Dal Giappone la classe Fuso

di Francesco Commenta

Le due navi da battaglia della classe Fuso furono varate durante la prima guerra mondiale, per la precisione tra il 1914 e il 1915, e potevano vantare, alla costruzione, di un dislocamento pari a 30600 tonnellate che potevano però raggiungere i 31000 a pieno carico.

Le navi della classe Fuso appartenevano alla flotta giapponese che, insieme alla Yamashiro, erano state messe in contrapposizione alle navi della classe Nevada o alla Queen Elisabeth della marina britannica.

In effetti, l’idea della marina giapponese era quello di offrire una risposta militare agli USA contrapponendo la nave da battaglia giapponese alle realizzazioni americane e britanniche nel teatro militare del Pacifico.

In realtà, esistono due differenti modelli giapponesi: la classe Fuso e la corazzata Fuso. La corazzata entrò in servizio nel 1878 e venne dimessa nel 1908 partecipando alla prima guerra cino-giapponse dove venne impiegata nella battaglia del fiume Yalu.

Al contrario, alla nave da battaglia Fuso furono cambiati i calibri dei cannoni passando dagli originari 10 mm ai nuovi pezzi da 12 mm montati in sei torri binate disposte sull’asse longitudinali facendo aumentare la lunghezza della nave.
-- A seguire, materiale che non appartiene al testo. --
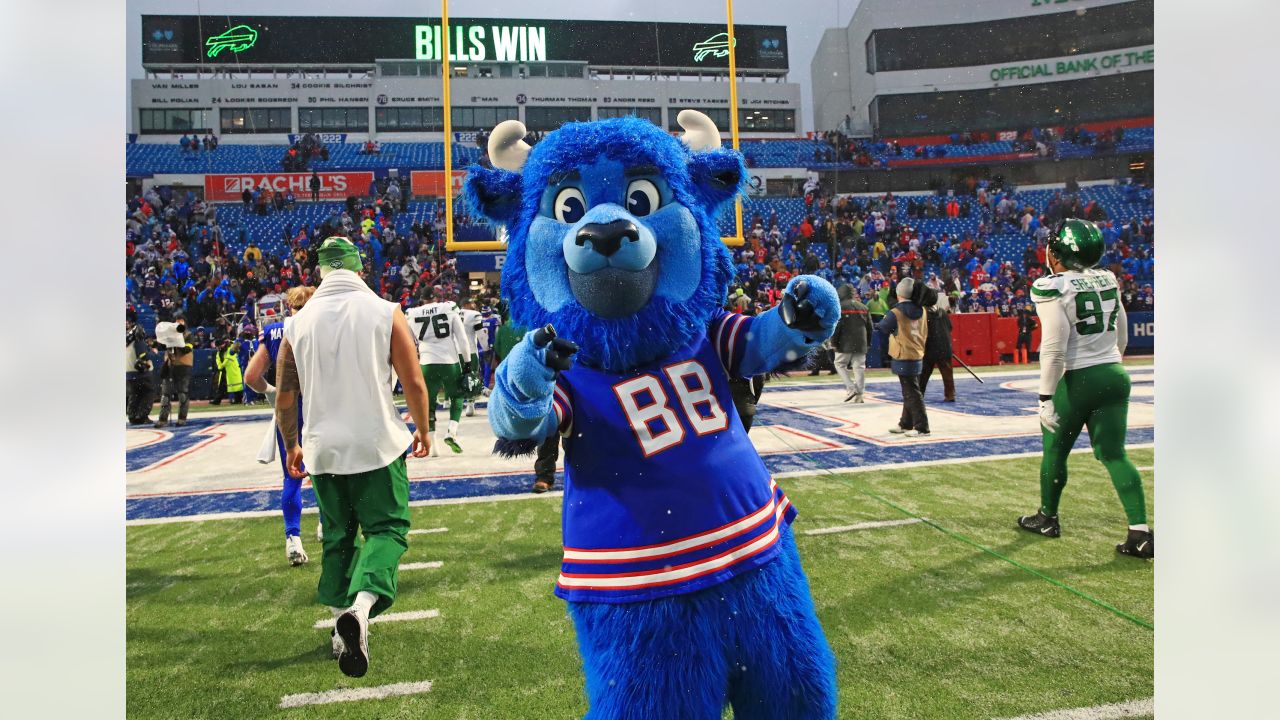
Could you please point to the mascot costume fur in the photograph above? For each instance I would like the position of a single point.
(680, 568)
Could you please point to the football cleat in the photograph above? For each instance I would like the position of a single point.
(293, 551)
(1139, 543)
(352, 629)
(1041, 524)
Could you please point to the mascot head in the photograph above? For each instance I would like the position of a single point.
(611, 232)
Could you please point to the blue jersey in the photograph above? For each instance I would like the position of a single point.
(272, 336)
(663, 492)
(488, 332)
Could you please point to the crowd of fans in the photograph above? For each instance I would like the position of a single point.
(872, 242)
(298, 156)
(178, 260)
(193, 144)
(871, 151)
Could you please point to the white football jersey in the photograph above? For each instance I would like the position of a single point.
(440, 337)
(471, 322)
(1092, 302)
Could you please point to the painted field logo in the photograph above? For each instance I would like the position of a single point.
(716, 46)
(237, 40)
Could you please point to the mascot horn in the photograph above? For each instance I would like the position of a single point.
(680, 568)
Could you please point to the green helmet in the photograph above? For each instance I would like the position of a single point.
(1077, 244)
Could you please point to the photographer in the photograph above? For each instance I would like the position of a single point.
(176, 370)
(908, 331)
(137, 373)
(937, 347)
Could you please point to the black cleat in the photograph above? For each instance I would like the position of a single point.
(1041, 524)
(1139, 543)
(353, 632)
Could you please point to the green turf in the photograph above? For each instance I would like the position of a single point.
(924, 625)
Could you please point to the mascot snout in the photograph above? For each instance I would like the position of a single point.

La flotta giapponese, in effetti, decise di utilizzare 12 cannoni da 356 mm e 14 da 152 mm con sei lanciasiluri da 533 mm con una corazza di 305 mm alla cintura, paratie da 305 mm, barbette 203 mm, il ponte superiore da 32 mm e quello inferiore da 51 mm.

Le navi della classe Fuso utilizzavano un equipaggio di 1195 tra marinai e ufficiali.

Questa nave da battaglia poteva raggiungere una velocità di 23 nodi grazie alla presenza di un apparato propulsivo composto da quattro gruppi di turbine a vapore a ingranaggi su quattro assi che erano in grado di esprimere una potenza pari a 40000 hp.

Fino alla classe Fuso non erano state realizzate scafi militari di tipo dreadnought, a meno dell’approntamento delle navi Satsuma e Kawachi, e alla loro costruzione venero impiegati macchinari realizzati in Giappone senza importare nessun componente.

Queste navi da battaglia, nel corso del primo conflitto mondiale, furono impiegate in modo abbastanza modesto e, nel periodo tra le due guerre, furono ridefinite allo scopo di aumentare la potenza dell’apparato propulsivo con il nuovo sistema a nafta oltre alla potenza dell’armamento  intervenendo sulla loro gittata.